Proximity Ligation Assays (PLA). The mouse/rabbit red starter Duolink kit (Sigma-Aldrich) was used for this experiment. Human skin fibroblast cells were seeded at 3×10⁴ cells per well. The cells were fixed and permeabilized. After permeabilization the cells were incubated in the blocking buffer (provided with the kit) for 1hr at 37 °C in a humidified chamber. Next, cells were incubated with the primary antibodies diluted in the antibody diluents for 1hr at room temperature. Primary antibodies used were mouse anti-HP1α (1:2000; EMD), rabbit anti-yH2AX (1:50; Cell Signaling Technologies), rabbit anti-Suv39h1 (1:800; Abcam). Cells were then washed in Buffer A (supplied with the kit) 2 times for 5min each and incubated with the PLA probes for one hour at 37 °C in a humidified chamber. Cells were washed 2 times for 5min each in Buffer A before the ligation step at 37 °C for one hour in a humid chamber. Following 2 times of 2 min washes, cells were incubated with the amplification mix for 2hr at 37 °C in a darkened humidified chamber. Cells were washed with 1× Buffer B (supplied with the kit) 2 times for 10minutes followed by a 1min wash with 0.01× Buffer B before mounting on cover slips using the mounting media supplied with the kit.
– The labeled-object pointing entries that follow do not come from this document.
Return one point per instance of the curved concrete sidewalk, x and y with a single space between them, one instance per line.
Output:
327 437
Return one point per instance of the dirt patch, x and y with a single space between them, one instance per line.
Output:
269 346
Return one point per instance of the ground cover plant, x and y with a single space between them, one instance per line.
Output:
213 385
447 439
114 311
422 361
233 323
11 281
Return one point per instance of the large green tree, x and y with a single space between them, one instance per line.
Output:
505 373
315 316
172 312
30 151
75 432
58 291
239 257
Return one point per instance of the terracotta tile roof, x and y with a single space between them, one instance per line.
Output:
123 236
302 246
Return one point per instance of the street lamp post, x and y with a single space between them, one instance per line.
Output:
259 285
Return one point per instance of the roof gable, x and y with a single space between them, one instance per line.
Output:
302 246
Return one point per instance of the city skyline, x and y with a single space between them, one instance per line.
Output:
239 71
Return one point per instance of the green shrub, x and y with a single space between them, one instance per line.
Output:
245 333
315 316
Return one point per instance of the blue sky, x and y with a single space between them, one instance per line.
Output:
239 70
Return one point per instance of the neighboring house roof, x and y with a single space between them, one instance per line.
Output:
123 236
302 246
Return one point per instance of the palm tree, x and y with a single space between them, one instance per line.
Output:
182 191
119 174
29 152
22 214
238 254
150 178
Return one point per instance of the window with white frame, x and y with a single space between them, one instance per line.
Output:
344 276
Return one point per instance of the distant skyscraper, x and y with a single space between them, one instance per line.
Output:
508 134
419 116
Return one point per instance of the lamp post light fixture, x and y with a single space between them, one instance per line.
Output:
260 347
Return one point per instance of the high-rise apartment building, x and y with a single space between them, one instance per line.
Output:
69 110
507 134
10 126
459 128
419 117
Mass spectrometry of histones

Histones were extracted, propionylated (pre- and post-digestion), trypsin digested, and processed for mass spectrometry as described previously [59]. NanoLC/Ms/MS was performed as described [60] using a Q-Exactive MS (Thermo) instrument run in data-independent acquisition mode to facilitate quantitation of rare species. The abundance of each peptide was determined from the area of the peak for each histone peptide based upon retention times, as well as parental (MS1) and fragmentation (MS2) m/z values to differentiate those isobaric species which also co-elute during chromatography. Parameters for all peptides were established with stable isotope labeled synthetic standards. Relative abundance of each peptide was calculated with EpiProfile [61], with 10 ppm tolerance for extracting the ion chromatogram. The reported relative fraction of a modified form was calculated by dividing the abundance of a specific modified form by the sum of all forms of the same given peptide, which was considered as 1.